There are two bold strokes with which “Wallander,” a BBC produced crime series, is painted that set it apart from most other TV fare. The first is its intoxicating, borderline hallucinatory photography, which will grab your attention in the opening frames. A girl pushes her way through a golden field of crops carrying a plastic container of liquid. A car, driven by Kurt Wallander (Kenneth Branagh), speeds down the highway toward a farm. He pulls up and the farmer points to the field. “She’s out there.” He hands Wallander a pair of binoculars. “You see her?” Wallander makes his way through the dense field of yellow. The closer he gets, the more frightened the girl becomes. When he’s but a few feet from her, she opens the container and douses herself with gasoline, sets herself on fire, and explodes in a ball of flame. Wallander’s jaw hits the ground. He cannot believe what he’s just witnessed. Later on, when one of his fellow detectives suggests moving on from the suicide, since there’s no real crime involved, Wallander himself explodes, “A 15-year-old girl sets herself on fire and you don’t think it’s a crime!?” It’s something of an uncharacteristic moment for the normally subdued man, who keeps his emotions bottled up inside. Indeed, the only time his feathers ever seem to ruffle is in matters of pursuing justice.
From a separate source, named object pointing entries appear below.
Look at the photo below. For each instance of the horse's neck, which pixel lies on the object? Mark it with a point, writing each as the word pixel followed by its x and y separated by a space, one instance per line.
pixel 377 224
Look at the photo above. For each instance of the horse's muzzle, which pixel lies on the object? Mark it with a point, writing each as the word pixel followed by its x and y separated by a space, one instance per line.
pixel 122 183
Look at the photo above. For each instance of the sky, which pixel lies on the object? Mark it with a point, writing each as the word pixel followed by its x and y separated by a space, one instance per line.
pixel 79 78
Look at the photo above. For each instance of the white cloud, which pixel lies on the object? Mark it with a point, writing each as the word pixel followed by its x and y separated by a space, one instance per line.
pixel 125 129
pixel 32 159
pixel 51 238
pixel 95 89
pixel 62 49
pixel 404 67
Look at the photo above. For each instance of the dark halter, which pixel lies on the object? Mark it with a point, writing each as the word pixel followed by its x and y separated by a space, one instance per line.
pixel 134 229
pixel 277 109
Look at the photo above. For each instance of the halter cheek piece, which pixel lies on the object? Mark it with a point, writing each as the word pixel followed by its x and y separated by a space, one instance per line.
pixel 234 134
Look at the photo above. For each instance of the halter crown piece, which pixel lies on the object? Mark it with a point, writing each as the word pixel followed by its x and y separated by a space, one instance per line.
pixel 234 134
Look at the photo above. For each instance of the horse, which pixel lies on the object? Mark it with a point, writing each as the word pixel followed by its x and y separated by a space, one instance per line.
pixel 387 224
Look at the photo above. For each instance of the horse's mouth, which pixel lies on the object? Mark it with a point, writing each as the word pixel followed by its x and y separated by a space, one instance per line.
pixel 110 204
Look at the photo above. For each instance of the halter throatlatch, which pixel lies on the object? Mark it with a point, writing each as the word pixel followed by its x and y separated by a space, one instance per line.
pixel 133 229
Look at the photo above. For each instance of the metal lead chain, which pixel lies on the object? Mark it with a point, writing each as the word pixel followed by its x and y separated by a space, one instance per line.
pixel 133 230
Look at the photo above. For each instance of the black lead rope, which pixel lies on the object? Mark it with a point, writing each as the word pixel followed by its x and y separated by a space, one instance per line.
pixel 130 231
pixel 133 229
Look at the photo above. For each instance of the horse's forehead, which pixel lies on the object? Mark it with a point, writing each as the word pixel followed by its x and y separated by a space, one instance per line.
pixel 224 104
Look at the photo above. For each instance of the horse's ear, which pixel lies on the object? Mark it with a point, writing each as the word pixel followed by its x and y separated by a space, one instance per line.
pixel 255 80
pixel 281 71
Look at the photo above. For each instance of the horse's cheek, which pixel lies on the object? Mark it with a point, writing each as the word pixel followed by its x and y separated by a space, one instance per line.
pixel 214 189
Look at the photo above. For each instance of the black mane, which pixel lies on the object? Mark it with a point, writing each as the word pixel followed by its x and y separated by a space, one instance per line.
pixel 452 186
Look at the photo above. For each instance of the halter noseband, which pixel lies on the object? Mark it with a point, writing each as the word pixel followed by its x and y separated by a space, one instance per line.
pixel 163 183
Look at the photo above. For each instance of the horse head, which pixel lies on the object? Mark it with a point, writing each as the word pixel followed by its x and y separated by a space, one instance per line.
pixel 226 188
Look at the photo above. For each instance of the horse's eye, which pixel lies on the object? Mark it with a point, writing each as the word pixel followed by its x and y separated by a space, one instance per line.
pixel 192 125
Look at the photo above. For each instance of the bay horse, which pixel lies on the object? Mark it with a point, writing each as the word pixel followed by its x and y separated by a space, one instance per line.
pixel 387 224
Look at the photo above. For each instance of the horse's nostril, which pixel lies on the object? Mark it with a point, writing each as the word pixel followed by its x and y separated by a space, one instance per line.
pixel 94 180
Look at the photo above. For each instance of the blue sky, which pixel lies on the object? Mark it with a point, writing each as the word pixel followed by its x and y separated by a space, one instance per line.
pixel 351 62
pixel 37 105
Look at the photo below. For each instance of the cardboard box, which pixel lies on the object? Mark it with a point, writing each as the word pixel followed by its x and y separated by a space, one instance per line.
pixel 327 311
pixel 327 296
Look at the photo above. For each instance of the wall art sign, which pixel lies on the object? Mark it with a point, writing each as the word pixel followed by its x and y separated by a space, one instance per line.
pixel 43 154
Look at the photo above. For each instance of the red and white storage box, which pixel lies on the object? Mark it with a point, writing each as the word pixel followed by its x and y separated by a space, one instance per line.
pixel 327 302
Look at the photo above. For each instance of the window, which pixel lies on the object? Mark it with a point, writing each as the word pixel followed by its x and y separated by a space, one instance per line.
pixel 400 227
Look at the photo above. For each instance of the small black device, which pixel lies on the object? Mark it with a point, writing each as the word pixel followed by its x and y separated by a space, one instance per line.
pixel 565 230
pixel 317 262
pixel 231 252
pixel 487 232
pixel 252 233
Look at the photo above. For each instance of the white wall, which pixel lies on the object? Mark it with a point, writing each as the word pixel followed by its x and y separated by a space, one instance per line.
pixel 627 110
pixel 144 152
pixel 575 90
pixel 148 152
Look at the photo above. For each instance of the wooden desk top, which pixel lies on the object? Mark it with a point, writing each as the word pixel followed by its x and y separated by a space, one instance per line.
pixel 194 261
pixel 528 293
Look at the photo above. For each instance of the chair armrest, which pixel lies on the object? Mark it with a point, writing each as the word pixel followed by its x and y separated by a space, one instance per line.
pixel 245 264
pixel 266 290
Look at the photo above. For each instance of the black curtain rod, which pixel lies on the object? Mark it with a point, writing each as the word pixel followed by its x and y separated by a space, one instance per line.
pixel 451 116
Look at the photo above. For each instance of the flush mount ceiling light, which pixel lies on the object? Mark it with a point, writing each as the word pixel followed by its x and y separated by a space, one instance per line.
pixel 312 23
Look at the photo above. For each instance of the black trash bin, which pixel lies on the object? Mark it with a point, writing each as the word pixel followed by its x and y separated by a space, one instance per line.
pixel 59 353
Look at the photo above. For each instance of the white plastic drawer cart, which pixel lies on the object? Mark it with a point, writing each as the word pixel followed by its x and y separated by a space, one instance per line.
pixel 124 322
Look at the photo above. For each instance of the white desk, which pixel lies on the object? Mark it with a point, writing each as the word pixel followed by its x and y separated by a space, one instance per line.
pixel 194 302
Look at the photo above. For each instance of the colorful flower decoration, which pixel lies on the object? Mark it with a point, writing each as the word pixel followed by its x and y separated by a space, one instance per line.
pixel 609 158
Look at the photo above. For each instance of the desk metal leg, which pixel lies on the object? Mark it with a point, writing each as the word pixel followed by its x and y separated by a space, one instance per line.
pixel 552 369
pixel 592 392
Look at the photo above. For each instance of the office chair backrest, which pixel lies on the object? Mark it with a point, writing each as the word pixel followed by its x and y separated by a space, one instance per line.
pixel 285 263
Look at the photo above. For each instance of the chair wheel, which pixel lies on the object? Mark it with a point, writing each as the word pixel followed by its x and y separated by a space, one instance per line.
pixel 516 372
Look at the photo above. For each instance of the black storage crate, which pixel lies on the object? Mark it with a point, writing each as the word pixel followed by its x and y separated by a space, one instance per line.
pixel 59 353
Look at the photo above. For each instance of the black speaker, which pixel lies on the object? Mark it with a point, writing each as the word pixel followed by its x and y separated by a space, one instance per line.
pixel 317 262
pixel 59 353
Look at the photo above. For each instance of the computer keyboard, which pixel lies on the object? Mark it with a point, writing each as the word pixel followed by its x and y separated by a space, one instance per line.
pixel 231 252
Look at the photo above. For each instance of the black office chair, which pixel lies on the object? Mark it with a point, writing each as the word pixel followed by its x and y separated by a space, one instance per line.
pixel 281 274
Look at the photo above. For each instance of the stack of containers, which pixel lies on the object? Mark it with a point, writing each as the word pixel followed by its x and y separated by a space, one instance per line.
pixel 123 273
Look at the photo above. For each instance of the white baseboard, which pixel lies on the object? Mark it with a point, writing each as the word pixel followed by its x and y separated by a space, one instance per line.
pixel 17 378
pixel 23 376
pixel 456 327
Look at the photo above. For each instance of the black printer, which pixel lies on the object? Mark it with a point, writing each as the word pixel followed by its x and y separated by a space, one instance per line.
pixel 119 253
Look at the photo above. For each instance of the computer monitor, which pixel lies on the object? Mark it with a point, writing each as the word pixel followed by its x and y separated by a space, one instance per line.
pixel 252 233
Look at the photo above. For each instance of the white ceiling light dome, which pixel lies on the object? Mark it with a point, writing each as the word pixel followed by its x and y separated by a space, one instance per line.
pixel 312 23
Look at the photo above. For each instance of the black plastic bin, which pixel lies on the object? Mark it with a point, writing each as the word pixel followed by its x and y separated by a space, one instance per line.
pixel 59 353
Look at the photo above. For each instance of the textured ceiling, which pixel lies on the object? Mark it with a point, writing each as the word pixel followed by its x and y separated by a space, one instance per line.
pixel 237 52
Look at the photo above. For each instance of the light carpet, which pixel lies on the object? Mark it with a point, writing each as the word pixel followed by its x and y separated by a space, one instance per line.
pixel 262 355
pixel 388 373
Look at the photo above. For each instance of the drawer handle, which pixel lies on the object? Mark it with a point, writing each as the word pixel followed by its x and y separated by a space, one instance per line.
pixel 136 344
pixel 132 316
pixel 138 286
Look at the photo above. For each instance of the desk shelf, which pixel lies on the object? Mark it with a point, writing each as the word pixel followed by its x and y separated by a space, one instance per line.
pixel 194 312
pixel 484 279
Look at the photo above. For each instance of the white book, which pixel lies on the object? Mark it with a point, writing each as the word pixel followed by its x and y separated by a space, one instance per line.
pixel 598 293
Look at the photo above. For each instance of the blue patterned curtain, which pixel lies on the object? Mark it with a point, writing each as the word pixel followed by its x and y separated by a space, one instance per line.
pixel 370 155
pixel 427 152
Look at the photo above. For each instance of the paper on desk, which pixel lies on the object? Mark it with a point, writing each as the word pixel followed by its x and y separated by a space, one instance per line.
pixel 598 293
But back to the photography. The entire opening sequence is bold and filmic, as is much of “Wallander.” The series is shot with the Red One, a digital camera with a sensor that, according to Wikipedia, “has about the same active area as a 35mm film frame masked to the 16:9 aspect ratio, allowing the same depth of field to be produced in conjunction with lenses designed for 35mm film.” In other words, this camera manages to make some damn pretty pictures – stuff you wouldn’t expect to see in a BBC produced show. It’s possible that at times the cinematographers even go a little overboard, but they probably had so much fun experimenting with the camera they should be forgiven such indulgences.

The second item of note is the fact that the show is in English. This wouldn’t be such a big deal if not for the fact that the show is set and filmed in Sweden, all of the characters are Swedish, and most noticeably, anytime any written language is shown, such as newspapers or e-mails, the words are in Swedish. But everyone in the series speaks English, and with a British accent no less. This took some time to get used to, but after a while the viewer is forced to submit to the gimmick, and it manages to somehow seem a mildly brilliant construct on the part of the producers. I kept thinking back to the early scene in “The Hunt for Red October” where all the Russians were speaking Russian until the picture subtly shifts and they all speak English; “Wallander” simply doesn’t have the shift. It’s a brave leap of faith that could easily have been avoided by tweaking the tales a bit, and simply setting them in England. Clearly the people involved in the making of this series have enormous respect for the source material, a series of hugely popular books by Henning Mankell, the “master of Swedish crime fiction” who, it turns out, is married to Ingmar Bergman’s daughter.